The premise sounds halfway decent on paper: Paul Carver (William Sylvester), a grieving man who’s lost his wife and kids in a car crash, goes to Morocco for some sun, sand, and existential despair. Instead of healing, he stumbles into a love triangle with two women — one representing life (Diane Clare’s Chantal), the other representing death (Aliza Gur’s Marissa). That’s right: the movie is basically Eat, Pray, Love, but swap Julia Roberts for a British stiff who looks like he accidentally wandered in from a travel documentary.

Unfortunately, instead of diving into gothic terror or exotic thrills, the film meanders like a hungover tourist. Morocco, with all its potential for atmosphere and mystery, is reduced to background stock shots and a couple of camel noises. Paul mopes, stares off into the middle distance, and mutters his way through scenes like a man who just realized his vacation package didn’t include breakfast.

The horror angle comes from Marissa, who’s supposed to embody the allure of death. Instead, she’s just mildly sultry and shows up like an underpaid lounge singer between cutaway shots of Moroccan ruins. When the film tries to suggest supernatural menace, it mostly feels like someone left the dimmer switch too low. The title promises The Hand of Night, but what we get feels more like The Limp Wrist of Mildly Inconvenient Twilight.

William Sylvester, best remembered as the guy who annoyed HAL 9000 in 2001: A Space Odyssey, spends the entire film looking as if he regrets signing the contract. Diane Clare seems trapped in a permanent state of “earnest but forgettable,” while Aliza Gur smolders just enough to remind you that she once had more charisma in five minutes of From Russia with Love than she does in ninety minutes here.

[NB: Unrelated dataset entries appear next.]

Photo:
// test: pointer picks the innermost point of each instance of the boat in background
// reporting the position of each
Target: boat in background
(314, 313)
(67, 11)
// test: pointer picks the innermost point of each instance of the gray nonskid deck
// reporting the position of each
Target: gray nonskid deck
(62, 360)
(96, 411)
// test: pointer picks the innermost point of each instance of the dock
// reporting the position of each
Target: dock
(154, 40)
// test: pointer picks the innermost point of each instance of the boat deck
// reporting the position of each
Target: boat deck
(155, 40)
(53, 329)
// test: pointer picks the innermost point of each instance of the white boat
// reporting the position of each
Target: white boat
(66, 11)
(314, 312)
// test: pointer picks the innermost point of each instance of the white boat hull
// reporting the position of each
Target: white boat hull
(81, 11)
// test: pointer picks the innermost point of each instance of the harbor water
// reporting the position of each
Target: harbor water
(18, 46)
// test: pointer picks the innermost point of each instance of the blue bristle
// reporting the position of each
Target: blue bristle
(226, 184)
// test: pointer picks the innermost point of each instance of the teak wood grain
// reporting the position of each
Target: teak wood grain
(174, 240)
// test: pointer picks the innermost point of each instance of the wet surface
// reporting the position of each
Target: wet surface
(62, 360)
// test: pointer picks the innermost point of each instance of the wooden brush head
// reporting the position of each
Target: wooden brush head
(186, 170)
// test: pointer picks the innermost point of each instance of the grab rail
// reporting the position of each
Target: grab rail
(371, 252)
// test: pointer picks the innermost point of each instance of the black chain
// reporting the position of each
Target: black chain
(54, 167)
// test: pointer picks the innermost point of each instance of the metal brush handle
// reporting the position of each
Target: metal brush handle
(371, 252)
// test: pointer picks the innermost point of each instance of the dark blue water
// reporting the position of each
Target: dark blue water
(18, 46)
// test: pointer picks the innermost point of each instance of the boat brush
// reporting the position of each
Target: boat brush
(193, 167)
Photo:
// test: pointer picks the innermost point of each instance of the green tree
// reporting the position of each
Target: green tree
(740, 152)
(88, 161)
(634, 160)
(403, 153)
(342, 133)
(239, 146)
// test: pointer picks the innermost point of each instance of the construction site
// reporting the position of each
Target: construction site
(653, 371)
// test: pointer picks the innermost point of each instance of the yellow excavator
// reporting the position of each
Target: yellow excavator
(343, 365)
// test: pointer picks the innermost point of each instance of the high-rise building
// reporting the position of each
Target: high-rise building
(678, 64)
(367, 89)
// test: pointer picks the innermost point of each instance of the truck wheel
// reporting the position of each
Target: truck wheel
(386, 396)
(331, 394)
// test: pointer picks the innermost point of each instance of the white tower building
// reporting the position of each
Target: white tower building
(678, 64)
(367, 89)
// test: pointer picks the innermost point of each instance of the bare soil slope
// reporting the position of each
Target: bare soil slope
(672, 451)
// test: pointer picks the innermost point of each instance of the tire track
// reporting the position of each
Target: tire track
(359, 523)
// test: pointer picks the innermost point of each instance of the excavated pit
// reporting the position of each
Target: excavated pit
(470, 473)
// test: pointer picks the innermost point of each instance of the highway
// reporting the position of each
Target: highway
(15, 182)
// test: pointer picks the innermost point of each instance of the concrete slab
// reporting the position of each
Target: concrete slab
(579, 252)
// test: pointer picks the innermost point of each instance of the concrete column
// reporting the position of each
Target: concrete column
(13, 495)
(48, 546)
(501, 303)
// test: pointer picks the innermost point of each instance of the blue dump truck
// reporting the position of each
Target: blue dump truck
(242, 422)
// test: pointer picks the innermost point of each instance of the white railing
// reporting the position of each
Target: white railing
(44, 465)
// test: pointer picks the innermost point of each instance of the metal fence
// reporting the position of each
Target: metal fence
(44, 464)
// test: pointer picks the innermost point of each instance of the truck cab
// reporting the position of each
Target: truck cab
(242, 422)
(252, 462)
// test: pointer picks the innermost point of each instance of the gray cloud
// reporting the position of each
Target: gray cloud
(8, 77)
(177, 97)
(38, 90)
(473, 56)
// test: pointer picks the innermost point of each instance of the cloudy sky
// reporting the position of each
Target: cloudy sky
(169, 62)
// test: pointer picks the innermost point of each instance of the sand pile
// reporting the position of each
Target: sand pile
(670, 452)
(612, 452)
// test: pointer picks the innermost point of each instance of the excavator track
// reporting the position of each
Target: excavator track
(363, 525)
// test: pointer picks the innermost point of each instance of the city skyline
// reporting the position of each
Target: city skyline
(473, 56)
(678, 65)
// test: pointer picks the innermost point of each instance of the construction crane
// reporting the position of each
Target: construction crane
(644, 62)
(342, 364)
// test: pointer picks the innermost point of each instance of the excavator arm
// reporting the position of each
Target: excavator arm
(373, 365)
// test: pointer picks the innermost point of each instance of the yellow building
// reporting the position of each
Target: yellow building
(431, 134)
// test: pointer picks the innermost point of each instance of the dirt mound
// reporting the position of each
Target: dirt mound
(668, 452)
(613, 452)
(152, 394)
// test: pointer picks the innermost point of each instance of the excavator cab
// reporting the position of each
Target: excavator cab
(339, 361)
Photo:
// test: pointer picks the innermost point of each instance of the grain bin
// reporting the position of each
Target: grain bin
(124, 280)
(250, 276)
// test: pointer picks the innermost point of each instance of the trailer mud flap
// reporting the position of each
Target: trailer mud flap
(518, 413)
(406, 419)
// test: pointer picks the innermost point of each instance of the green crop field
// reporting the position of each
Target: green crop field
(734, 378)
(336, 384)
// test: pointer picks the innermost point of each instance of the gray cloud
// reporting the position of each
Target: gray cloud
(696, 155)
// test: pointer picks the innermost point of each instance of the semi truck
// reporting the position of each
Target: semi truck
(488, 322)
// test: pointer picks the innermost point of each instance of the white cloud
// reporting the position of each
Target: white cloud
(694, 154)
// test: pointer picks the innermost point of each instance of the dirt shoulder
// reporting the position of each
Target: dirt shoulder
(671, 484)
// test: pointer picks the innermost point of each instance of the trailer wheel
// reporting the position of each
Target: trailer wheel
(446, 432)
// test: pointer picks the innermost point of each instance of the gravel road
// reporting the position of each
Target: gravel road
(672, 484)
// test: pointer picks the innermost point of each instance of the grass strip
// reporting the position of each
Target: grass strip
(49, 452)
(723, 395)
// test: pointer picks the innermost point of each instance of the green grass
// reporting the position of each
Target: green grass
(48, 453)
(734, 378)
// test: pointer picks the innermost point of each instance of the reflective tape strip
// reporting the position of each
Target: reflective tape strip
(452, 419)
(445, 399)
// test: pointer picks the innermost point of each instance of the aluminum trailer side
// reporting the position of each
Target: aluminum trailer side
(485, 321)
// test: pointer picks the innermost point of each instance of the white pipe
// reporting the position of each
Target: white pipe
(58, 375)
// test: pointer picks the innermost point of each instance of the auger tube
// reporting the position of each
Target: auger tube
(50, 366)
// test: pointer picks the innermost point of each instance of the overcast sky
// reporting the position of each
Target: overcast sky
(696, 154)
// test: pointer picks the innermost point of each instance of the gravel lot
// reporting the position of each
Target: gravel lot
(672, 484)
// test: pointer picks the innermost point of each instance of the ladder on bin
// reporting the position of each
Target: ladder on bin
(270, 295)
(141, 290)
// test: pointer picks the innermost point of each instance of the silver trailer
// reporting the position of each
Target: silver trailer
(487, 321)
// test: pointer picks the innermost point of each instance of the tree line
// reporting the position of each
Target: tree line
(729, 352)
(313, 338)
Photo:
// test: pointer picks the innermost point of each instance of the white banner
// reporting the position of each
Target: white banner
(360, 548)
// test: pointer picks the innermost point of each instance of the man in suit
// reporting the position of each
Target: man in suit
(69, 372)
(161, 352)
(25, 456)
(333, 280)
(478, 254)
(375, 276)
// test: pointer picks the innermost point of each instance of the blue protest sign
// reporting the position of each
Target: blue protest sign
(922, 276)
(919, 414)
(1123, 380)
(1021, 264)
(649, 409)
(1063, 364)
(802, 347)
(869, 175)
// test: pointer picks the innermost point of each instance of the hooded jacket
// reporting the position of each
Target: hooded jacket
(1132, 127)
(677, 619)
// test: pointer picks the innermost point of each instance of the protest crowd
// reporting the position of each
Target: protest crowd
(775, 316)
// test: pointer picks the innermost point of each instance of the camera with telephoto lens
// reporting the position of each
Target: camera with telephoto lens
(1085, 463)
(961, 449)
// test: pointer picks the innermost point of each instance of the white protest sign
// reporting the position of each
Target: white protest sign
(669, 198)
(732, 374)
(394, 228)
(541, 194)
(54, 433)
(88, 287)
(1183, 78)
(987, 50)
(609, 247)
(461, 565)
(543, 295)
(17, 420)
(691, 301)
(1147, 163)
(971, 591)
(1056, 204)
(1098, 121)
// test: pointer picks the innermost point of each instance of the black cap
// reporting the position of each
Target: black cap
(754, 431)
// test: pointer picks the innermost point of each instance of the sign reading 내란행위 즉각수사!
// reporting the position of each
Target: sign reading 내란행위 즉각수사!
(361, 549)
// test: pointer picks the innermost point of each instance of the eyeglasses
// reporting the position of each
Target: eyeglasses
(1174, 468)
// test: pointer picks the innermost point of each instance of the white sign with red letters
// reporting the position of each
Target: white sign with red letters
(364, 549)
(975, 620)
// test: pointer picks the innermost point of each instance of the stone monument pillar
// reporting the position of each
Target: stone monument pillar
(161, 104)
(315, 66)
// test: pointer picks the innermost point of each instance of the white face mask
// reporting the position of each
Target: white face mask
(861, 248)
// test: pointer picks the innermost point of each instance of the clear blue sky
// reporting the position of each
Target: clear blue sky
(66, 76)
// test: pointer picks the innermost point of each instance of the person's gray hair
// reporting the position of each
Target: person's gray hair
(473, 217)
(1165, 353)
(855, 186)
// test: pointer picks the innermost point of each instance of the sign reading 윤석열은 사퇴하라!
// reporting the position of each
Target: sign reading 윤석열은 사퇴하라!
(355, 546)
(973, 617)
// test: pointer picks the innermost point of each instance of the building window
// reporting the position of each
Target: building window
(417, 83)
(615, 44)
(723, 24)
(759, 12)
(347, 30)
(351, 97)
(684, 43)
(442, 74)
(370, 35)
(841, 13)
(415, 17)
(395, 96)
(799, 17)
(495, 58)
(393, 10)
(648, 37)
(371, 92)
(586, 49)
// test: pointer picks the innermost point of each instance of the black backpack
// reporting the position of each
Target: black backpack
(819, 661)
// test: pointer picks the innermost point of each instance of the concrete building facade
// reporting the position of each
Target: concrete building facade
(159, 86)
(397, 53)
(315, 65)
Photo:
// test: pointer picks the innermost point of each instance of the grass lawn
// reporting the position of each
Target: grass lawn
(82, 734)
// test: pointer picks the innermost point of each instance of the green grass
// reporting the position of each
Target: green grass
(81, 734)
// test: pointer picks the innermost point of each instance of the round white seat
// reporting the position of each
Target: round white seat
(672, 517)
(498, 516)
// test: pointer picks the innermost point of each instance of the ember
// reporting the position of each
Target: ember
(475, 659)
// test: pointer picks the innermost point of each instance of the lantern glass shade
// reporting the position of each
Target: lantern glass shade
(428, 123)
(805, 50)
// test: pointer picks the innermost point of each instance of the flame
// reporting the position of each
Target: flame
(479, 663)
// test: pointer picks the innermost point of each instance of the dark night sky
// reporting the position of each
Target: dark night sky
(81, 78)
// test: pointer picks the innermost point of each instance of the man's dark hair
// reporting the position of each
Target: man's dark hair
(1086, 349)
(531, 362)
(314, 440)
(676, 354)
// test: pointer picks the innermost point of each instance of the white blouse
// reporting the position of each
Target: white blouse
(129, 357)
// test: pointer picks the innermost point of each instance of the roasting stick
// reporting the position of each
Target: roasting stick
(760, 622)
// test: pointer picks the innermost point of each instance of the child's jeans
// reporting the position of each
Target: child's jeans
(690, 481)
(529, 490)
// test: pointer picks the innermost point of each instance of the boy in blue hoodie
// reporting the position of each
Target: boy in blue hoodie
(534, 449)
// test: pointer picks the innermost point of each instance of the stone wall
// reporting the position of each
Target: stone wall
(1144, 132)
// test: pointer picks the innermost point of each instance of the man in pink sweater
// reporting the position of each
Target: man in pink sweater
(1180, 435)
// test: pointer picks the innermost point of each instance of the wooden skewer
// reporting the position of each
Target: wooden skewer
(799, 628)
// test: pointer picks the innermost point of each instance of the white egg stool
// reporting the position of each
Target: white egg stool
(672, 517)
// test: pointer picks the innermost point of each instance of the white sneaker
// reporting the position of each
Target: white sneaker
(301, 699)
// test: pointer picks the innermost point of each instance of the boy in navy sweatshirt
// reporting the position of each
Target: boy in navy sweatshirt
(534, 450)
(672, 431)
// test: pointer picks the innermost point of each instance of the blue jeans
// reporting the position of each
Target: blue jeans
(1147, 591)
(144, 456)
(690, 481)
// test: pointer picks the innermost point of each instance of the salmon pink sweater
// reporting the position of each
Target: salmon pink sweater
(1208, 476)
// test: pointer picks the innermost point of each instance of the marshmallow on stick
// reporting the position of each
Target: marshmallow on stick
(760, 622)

The pacing? Imagine watching a candle burn down in real time, but someone occasionally whispers “Morocco” to remind you this is supposed to be exotic.

Verdict: The Hand of Night wants to be a moody gothic romance about grief and temptation, but it’s so lethargic that even the specter of death feels like it hit the snooze button. A horror film with the pulse of a lukewarm cup of tea.